Module 1: Human Pose Estimation (Multi-person and tracking)

The first module of this library contains three 2d detectors (MediaPipe2D, CPN, Lightweight) and six 3d detectors (Videopose3D, MHFormer, MixSTE, MotionBert, MediaPipe3D, ExPose) for predicting Human Pose from a set of monocular RGB images in a video sequence. The code from the original works has been refactored in a way that makes them easy to manipulate and combine since the methods used in this project are those that use 2d lifting, this is, first, a 2d pose estimator is used and then it is lifted with another algorithm to the final 3d pose. It is possible to add new 2d and 3d pose estimation algorithms if needed.

We also support multi-person pose estimation by tracking the different people in the frame. We include three different tracking algorithms (Sort, DeepSort, ByteTrack).

Notes

It also admits end-to-end models (given a frame predict the 3d pose, like ExPose and MediaPipe3D). However, if the 2D pose is not detected then it will not predict the 3d pose. This is to preserve the working of the lifting 3d models that need a 2d keypoints buffer. To avoid that, you must use the Dummy2D detector, which always returns the 3d pose.

Then, be careful because bounding boxes only appear when 2d keypoints have been detected. This may lead to confusion because you may see few bounding boxes in the scene, but that means that 2d keypoints have been detected.

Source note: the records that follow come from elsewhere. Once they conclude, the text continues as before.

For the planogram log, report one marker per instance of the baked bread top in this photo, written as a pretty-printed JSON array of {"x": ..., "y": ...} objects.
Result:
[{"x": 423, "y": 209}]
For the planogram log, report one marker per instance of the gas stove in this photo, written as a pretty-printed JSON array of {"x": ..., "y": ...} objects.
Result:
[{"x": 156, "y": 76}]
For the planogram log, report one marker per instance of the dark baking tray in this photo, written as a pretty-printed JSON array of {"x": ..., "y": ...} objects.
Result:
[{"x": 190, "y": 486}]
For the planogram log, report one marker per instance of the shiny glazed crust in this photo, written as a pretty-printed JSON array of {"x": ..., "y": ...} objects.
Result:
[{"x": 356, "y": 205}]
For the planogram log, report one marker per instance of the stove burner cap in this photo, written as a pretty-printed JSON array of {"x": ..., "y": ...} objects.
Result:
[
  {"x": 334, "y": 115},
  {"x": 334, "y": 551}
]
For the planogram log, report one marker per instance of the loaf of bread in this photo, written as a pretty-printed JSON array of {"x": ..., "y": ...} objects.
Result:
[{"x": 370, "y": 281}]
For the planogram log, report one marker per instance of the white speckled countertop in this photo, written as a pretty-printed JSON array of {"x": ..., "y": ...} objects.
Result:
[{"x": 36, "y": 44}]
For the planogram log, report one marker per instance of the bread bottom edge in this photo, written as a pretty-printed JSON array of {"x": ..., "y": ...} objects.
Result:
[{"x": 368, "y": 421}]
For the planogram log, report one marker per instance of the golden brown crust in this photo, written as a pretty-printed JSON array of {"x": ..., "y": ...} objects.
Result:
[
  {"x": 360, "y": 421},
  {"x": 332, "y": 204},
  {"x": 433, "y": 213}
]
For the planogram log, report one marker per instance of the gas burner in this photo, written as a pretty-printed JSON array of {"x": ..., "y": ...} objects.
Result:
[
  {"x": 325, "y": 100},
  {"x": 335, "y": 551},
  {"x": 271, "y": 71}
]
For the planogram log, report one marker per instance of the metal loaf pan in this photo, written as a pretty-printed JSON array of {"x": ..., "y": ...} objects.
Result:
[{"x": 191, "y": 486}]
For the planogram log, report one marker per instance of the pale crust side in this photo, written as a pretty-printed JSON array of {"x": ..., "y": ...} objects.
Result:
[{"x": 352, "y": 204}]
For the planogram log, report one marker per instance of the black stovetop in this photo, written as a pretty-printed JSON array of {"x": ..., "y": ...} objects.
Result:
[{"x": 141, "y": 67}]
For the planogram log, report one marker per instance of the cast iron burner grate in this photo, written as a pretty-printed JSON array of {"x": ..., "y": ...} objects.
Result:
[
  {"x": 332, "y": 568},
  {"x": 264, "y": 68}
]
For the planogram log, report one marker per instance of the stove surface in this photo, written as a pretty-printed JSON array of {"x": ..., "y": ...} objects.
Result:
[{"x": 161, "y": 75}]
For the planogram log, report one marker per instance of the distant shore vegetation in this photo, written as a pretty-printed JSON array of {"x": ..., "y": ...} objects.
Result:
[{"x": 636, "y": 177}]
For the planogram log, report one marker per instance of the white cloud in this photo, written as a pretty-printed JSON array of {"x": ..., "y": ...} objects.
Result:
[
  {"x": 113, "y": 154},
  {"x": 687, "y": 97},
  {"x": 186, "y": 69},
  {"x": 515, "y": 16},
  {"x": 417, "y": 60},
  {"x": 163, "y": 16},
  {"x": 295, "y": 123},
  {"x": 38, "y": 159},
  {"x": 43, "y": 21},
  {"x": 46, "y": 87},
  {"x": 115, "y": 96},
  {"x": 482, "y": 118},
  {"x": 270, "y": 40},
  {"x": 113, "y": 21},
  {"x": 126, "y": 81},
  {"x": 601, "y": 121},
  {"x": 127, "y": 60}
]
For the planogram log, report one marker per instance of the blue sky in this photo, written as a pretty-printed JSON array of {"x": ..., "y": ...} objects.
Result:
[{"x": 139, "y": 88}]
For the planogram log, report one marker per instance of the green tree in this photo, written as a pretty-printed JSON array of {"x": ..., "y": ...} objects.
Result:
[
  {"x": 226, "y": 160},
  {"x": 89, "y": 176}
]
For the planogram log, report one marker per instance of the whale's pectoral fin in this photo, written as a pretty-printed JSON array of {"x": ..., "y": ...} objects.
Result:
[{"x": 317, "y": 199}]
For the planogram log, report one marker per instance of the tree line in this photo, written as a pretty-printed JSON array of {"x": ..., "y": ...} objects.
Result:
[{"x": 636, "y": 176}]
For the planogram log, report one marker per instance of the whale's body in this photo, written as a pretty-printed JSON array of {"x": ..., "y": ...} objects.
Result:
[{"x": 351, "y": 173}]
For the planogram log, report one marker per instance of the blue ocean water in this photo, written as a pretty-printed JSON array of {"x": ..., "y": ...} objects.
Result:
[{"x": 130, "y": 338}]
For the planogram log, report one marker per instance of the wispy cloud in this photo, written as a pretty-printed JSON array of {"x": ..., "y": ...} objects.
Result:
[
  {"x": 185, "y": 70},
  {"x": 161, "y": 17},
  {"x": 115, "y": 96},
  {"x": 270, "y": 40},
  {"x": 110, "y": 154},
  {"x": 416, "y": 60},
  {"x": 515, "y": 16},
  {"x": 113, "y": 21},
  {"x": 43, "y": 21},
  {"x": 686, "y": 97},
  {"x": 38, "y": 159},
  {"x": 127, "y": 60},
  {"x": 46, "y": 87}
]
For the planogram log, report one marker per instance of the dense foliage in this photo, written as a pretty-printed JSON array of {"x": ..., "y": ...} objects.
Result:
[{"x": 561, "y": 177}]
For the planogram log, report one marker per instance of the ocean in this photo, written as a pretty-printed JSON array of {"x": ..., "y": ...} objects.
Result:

Module 2: Human Activity Recognition

The second module of the library classifies the activity held in the input. This module allows the user to train or test on custom data.

BodyFlow includes models for activity recognition trained with UP-FALL dataset. If data is available, the user may choose which type of features and which of the three pretrained models. It is possible to choose between 5 different types of features:

  1. Only 2d pose. '2d' -> 68 features
  2. Only 3d pose. '3d' -> 102 features
  3. Only IMUs. 'imus' -> 30 features
  4. 2d + 3d + IMUs. 'all' -> 68 features
  5. Only one IMU. 'ankle' -> 6 features

There are three HAR models to choose from:

  1. An LSTM based HAR model
  2. A CNN-based HAR model
  3. A Transformer based HAR model

The HAR module implements two open-source libraries to facilitate the training and management of models: Pytorch Lightning and MLflow.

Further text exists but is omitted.